The discovery comes after scientists at the DNR last month completed their aerial surveys for the 2017 nesting season. The complete results from the annual survey, which began in 1972, will be released later.

But Fandel said they revealed that Milwaukee, Walworth and Kenosha counties again did not show any evidence of nesting eagles.

That changed last week, when she found an adult eagle in a nest displaying nesting behavior. Why the eagles chose the site "is a bit of a mystery," Fandel said, because it was not near a large body of water.

However, eagles will nest 5 to 8 miles, and sometimes farther, from primary food sites, she said.
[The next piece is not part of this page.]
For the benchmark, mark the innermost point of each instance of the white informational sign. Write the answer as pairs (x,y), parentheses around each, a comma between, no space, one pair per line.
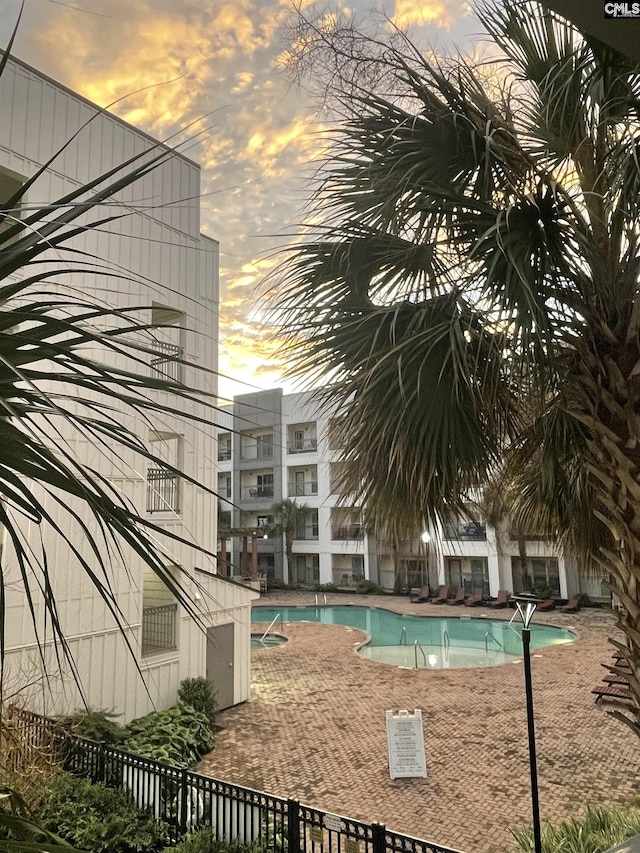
(405,741)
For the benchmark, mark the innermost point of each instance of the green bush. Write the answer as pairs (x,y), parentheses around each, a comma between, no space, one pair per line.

RELATED: Eagle numbers continue to soar in Wisconsin

The DNR is not providing the exact location to protect the bird during the nesting season. Bald eagles were removed from Wisconsin's endangered species list in 1997 and from the federal list in 2007. They still are protected by the Bald and Golden Eagle Protection Act.

Eagles teetered on the brink of extinction in the 1960s and 1970s, but a pesticide ban and protections in state and federal laws help revive their populations.

During the 2016 survey of eagles and osprey, occupied osprey nests were up from 542 in 2014 to 558 in 2016. An osprey survey was not conducted in 2015, according to the DNR, as an experiment to see whether fewer observations — a cost-saving measure — would still provide helpful information on the birds.

Milwaukee County did attract one osprey nest in 2016. Three osprey nests each were found in Waukesha and Washington counties, one each in Ozaukee and Racine counties and none in Kenosha County.